Elias avait été contacté sur Snapchat par une personne lui proposant ce « plan Thaïlande ». L'offre assurait que « c'est 100 % légal, encadré, que c'est pour des téléphones, que c'est une durée d'une semaine, qu'il y a une rémunération. Tout est frais payés, billets, hébergement sur place », relate sa belle-sœur. « Donc, il a pris la chose au sérieux. » Selon elle, Elias « a été victime d'un "plan Thaïlande". Il s'est fait avoir dans un piège ».

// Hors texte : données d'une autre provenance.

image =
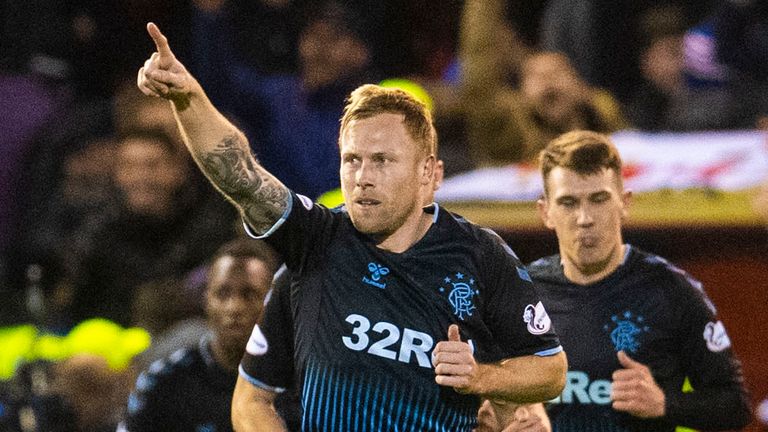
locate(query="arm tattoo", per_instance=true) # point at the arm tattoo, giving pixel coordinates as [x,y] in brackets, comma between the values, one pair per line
[235,172]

Le Pnaco cherche désormais à déterminer le fonctionnement de ces recrutements. « Nous avons des investigations en cours sur ce phénomène dont nous avons effectivement connaissance », a indiqué le parquet à l'AFP. « Notre objectif est d'identifier les commanditaires et les réseaux potentiels, de comprendre les modalités des passages : comment ces jeunes sont recrutés, pris en charge, s'il y a d'autres personnes qui interviennent », précise-t-il.

Les autorités françaises suivent la situation des détenus

Les autorités françaises suivent également le sort des ressortissants détenus en Thaïlande. « La situation de nos compatriotes est suivie avec attention par les services compétents du ministère de l'Europe et des Affaires étrangères à Paris, qui sont en contact avec leurs familles », a précisé une source diplomatique à l'AFP ce mardi. Les investigations en cours visent à faire la lumière sur ces recrutements et à identifier les commanditaires, tandis que les familles des jeunes détenus attendent des réponses.